The next time hints of aquatic life came into my world was in 1994, when I was breaking up with my first girlfriend. She was further along in the breaking up process than I was; she had physically moved herself and her things into a separate bedroom and was kindly waiting for me to catch up. I was young and foolish, clinging to every speck of hope I could find, until one day I finally started imagining what my life After Sue might be like.

“When I get my own place, ” I told her one night after a trip to the grocery store, “I’m going to get a fish tank. ”

She hugged me, and maybe cried a little; she knew she was about to be free of the baggage of our three tumultuous years together. That Christmas, she gave me a 10-gallon aquarium. We had broken up 11 days earlier.

Ironically, I carried that tank with me to three residences over the next three years before I ever set it up. I waited until I bought a house with my partner — who was a fan of that particular symbol of my liberation — and I knew I wouldn’t be moving again anytime soon.

My first five fish were these hearty little tetras recommended for beginners. Within four months, I’d killed them. The art of fishkeeping, it turns out, has much to do with chemistry, and I am like Talking Barbie when it comes to math and science. Math is hard! Science is confusing! Why is the water in my pH test tube green instead of blue? Help me, Ken!

When you buy a school of fish, it’s trickier to give them all names, but I christened all of mine “Lyn Junior, ” a tribute to my best friend (this one I did not kiss) who attended her mother’s funeral on the day of my fish purchase. This made it somewhat harder when they died — by then they had been joined by two plecos, commonly known as suckerfish, named Juan and Soledad and a few platys named Colleen Junior (they were hard to tell apart, too, and were named in honor of my then-boss, who had just taken a new job and cleared the way for me to climb the ladder).

The wipe-out of that community was devastating to me. It was documentation of my failure, and I felt helpless as they died, one by one, all except Juan. I know I am an able caretaker for my mammalian pets — proof is my Siamese cat Eleanor, who turns 14 next month — but the scaly creatures are trickier for me.
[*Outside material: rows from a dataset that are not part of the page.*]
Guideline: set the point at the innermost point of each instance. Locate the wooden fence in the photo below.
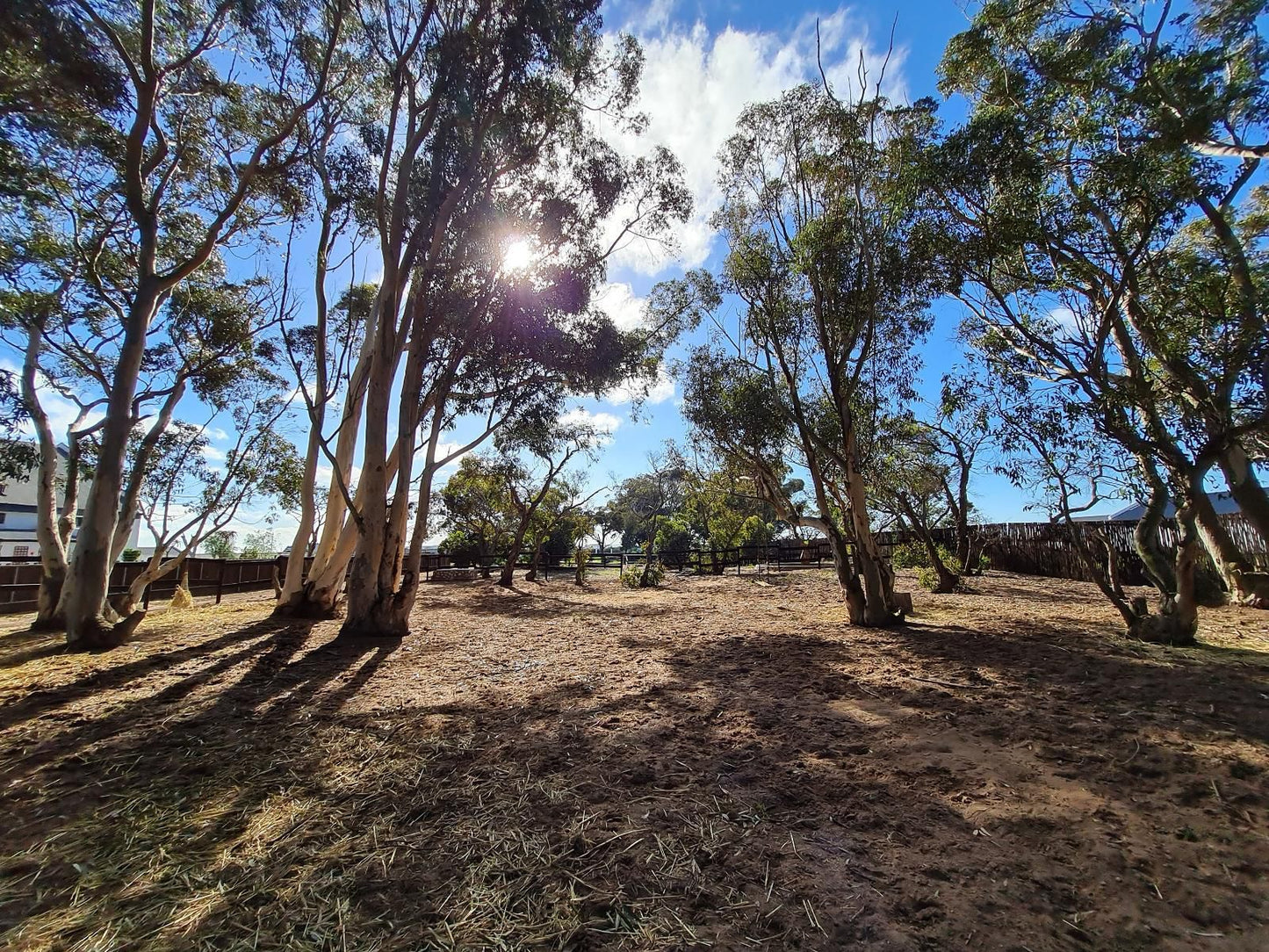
(1046, 549)
(19, 578)
(1028, 549)
(1024, 547)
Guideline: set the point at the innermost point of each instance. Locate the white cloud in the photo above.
(660, 391)
(602, 422)
(696, 84)
(61, 412)
(619, 302)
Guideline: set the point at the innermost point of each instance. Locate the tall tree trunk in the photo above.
(947, 579)
(507, 576)
(89, 576)
(364, 593)
(1177, 621)
(52, 547)
(878, 581)
(1145, 535)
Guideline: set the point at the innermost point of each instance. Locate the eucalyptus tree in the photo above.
(1104, 245)
(473, 508)
(537, 487)
(909, 481)
(1052, 447)
(821, 213)
(185, 499)
(487, 144)
(194, 155)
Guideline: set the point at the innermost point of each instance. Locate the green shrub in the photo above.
(910, 555)
(1208, 589)
(633, 576)
(927, 578)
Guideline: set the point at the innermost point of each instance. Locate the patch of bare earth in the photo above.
(720, 763)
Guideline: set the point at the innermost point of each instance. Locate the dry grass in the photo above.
(718, 764)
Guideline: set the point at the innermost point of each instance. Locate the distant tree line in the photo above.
(1100, 217)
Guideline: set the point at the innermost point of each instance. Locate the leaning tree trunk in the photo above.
(52, 549)
(89, 576)
(876, 576)
(1244, 584)
(1246, 490)
(508, 575)
(948, 579)
(1145, 535)
(1177, 621)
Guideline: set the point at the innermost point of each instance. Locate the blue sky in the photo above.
(704, 62)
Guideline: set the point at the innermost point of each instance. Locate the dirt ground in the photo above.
(718, 763)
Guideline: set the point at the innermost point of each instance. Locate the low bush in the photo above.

Maybe it’s because I can’t take them out to cuddle.

Through that disaster, I became a more serious vegetarian; I had been a quasi-veggie for a few years, apologetically confessing my avid seafood consumption when queried. But with the death of all the Lyn Juniors and the Colleen Juniors and Soledad, I wasn’t hungry anymore.
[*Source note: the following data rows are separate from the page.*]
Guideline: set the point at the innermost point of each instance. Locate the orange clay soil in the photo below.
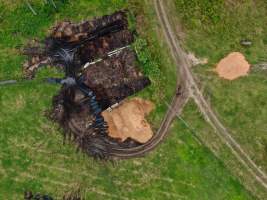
(233, 66)
(128, 120)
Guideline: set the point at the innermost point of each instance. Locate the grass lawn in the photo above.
(214, 29)
(32, 155)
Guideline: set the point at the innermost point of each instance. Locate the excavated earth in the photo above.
(233, 66)
(97, 55)
(128, 120)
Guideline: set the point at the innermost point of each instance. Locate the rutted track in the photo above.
(179, 100)
(204, 107)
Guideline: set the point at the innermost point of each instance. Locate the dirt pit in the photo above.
(128, 121)
(233, 66)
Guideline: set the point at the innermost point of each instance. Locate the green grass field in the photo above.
(212, 30)
(32, 155)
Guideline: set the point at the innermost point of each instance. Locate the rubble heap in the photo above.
(97, 56)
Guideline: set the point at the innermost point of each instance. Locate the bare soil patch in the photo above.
(100, 71)
(233, 66)
(128, 120)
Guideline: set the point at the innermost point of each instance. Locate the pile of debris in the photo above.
(100, 70)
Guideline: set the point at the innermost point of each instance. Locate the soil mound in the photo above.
(128, 120)
(233, 66)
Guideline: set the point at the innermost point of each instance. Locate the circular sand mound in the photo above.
(128, 120)
(233, 66)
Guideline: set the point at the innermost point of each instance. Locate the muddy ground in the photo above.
(96, 54)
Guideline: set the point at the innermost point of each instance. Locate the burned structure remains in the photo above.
(100, 68)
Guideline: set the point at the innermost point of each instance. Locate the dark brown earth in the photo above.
(96, 54)
(115, 78)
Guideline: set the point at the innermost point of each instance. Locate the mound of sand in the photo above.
(128, 120)
(233, 66)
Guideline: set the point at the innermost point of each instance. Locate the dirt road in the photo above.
(193, 90)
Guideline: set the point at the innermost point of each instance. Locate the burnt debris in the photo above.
(100, 71)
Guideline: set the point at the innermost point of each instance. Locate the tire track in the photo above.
(209, 115)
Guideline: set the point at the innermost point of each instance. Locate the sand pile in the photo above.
(128, 120)
(233, 66)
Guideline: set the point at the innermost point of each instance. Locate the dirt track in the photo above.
(194, 92)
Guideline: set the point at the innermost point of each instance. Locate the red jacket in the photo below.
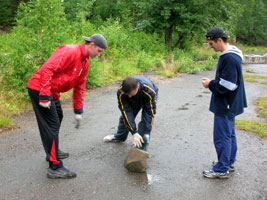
(66, 68)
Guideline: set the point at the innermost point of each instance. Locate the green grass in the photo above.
(258, 128)
(255, 78)
(247, 49)
(261, 104)
(249, 70)
(11, 105)
(252, 80)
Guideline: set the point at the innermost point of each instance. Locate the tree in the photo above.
(251, 27)
(183, 18)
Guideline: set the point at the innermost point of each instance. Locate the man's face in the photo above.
(215, 45)
(133, 92)
(95, 51)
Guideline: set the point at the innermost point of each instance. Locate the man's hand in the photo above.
(205, 82)
(137, 140)
(147, 138)
(78, 118)
(45, 105)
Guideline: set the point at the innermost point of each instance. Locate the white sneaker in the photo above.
(109, 138)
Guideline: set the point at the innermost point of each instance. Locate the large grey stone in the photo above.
(136, 160)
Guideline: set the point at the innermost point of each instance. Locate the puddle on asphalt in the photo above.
(151, 179)
(145, 180)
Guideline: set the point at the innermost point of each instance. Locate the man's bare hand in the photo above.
(205, 82)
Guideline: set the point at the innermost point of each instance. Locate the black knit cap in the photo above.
(98, 39)
(216, 33)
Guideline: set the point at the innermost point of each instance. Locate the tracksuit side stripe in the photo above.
(150, 89)
(123, 111)
(150, 106)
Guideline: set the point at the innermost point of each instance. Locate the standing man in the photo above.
(66, 68)
(136, 93)
(227, 101)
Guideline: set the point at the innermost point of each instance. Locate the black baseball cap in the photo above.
(98, 39)
(216, 33)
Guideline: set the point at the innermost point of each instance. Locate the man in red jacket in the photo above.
(66, 68)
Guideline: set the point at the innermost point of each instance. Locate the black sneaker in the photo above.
(212, 174)
(61, 155)
(231, 169)
(60, 173)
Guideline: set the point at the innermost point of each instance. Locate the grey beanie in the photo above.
(98, 39)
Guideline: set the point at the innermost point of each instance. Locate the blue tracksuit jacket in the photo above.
(145, 98)
(228, 91)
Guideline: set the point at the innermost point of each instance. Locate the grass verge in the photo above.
(258, 128)
(255, 78)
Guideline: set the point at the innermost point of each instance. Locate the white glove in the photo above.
(45, 105)
(137, 140)
(78, 118)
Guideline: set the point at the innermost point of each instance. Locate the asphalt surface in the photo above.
(181, 147)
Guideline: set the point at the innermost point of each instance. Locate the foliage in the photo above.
(258, 128)
(252, 28)
(41, 27)
(262, 107)
(184, 20)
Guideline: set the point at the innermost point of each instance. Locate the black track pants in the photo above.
(49, 120)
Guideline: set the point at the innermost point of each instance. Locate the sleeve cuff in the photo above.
(45, 99)
(210, 85)
(79, 111)
(134, 132)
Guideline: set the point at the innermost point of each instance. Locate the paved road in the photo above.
(181, 147)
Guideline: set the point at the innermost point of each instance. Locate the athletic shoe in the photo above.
(212, 174)
(60, 173)
(110, 138)
(61, 155)
(231, 169)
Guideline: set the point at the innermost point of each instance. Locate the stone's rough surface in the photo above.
(136, 160)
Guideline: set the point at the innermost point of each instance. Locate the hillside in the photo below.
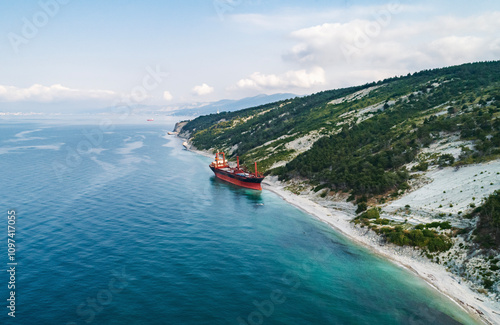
(416, 157)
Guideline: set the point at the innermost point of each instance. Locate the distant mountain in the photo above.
(418, 155)
(228, 105)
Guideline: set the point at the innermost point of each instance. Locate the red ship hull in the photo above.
(230, 176)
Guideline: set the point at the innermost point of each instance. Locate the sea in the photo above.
(119, 224)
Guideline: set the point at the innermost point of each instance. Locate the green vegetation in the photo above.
(487, 233)
(362, 143)
(426, 239)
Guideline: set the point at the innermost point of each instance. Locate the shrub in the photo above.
(361, 207)
(373, 213)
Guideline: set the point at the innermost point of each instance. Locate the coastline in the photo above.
(435, 275)
(480, 308)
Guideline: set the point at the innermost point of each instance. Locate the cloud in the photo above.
(291, 79)
(54, 93)
(202, 90)
(167, 96)
(389, 41)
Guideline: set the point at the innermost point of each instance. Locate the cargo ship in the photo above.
(236, 175)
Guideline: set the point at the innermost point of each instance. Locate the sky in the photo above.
(66, 55)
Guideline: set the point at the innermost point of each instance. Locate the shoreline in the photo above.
(433, 274)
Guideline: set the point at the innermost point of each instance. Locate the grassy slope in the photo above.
(363, 149)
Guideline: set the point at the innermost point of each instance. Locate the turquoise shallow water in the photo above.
(125, 227)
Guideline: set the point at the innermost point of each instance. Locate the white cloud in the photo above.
(379, 47)
(167, 96)
(57, 92)
(291, 79)
(202, 90)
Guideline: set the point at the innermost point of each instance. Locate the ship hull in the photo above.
(252, 183)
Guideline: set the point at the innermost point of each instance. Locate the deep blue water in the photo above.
(125, 227)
Juan toughed it out in my tanks until last year, and he’s buried now by our azalea bushes. He could have lived longer, just like his buddy Spot, a goldfish from our backyard pond who came in at the end of a summer because we’d become fond of him and weren’t sure he’d make it through winter. Spot had a good long life, too, but I can’t help noticing that these types of fish can live 15 years in the right conditions, given enough space.
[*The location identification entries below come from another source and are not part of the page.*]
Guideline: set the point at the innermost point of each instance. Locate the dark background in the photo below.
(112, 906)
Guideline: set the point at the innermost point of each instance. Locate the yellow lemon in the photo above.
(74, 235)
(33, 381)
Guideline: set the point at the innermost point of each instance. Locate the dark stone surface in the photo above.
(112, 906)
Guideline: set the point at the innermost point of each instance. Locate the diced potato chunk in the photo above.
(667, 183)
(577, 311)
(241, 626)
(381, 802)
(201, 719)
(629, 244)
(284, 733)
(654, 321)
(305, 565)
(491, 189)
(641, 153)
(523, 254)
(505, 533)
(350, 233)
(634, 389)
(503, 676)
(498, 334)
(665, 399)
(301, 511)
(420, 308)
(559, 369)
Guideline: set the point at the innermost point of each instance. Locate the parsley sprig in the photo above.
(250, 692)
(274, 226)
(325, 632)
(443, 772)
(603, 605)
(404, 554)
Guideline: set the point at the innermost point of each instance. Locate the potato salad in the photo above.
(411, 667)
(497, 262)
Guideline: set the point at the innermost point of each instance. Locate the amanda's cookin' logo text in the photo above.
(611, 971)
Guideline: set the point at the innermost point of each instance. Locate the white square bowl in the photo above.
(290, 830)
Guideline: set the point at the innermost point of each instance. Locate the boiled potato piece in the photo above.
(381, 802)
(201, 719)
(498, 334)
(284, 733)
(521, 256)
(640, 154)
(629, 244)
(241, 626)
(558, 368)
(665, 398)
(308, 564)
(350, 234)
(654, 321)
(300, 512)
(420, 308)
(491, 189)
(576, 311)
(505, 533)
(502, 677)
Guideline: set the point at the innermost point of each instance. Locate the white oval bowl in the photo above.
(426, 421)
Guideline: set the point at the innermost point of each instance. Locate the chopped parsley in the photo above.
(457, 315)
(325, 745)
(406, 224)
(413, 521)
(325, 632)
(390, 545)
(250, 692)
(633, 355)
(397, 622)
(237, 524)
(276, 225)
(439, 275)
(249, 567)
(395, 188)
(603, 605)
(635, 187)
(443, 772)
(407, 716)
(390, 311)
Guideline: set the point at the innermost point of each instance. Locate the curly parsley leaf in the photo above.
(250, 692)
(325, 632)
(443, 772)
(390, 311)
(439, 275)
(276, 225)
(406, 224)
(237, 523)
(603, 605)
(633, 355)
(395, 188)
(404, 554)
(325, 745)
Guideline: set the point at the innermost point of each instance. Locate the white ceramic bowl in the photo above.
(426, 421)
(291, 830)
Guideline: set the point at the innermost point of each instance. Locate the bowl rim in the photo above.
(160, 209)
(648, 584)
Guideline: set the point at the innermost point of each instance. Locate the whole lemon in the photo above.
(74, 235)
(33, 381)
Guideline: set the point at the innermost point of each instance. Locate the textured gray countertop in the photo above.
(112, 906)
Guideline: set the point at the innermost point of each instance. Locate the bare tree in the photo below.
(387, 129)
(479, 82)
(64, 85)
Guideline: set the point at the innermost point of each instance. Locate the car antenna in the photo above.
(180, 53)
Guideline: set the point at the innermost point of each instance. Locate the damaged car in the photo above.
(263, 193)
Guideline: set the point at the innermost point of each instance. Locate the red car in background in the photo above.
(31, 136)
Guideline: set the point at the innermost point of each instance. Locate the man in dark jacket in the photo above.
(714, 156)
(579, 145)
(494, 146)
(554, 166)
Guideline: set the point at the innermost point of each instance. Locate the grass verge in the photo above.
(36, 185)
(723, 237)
I am a more attentive fishkeeper these days, doing water changes mostly on schedule and monitoring ammonia levels and the like, and for the most part my existing tank, which I’m still building, seems happy and healthy.

This weekend, though, I added two swordtails who suddenly are showing signs of disease — I’m guessing I made a bad purchase — and so I have quarantined them in a hospital tank and am medicating them and hoping for the best. I’m trying to remain unattached, but my heart is inclined to wrap around these little creatures I’ve taken into my care.

Is it all one big break-up metaphor? Is each fish death a reminder of the demise of my first relationship, the forced independence that makes a codependent lesbian stereotype like me anxious? Or is it a simple fact that I am, in this one wacky way, too much of a Barbie to be entrusted with an aquarium?

All self-doubt aside, I have to consider that the fish who don’t survive in my tanks are a vastly smaller number than the quantity I would have consumed in tuna salad sandwiches by now.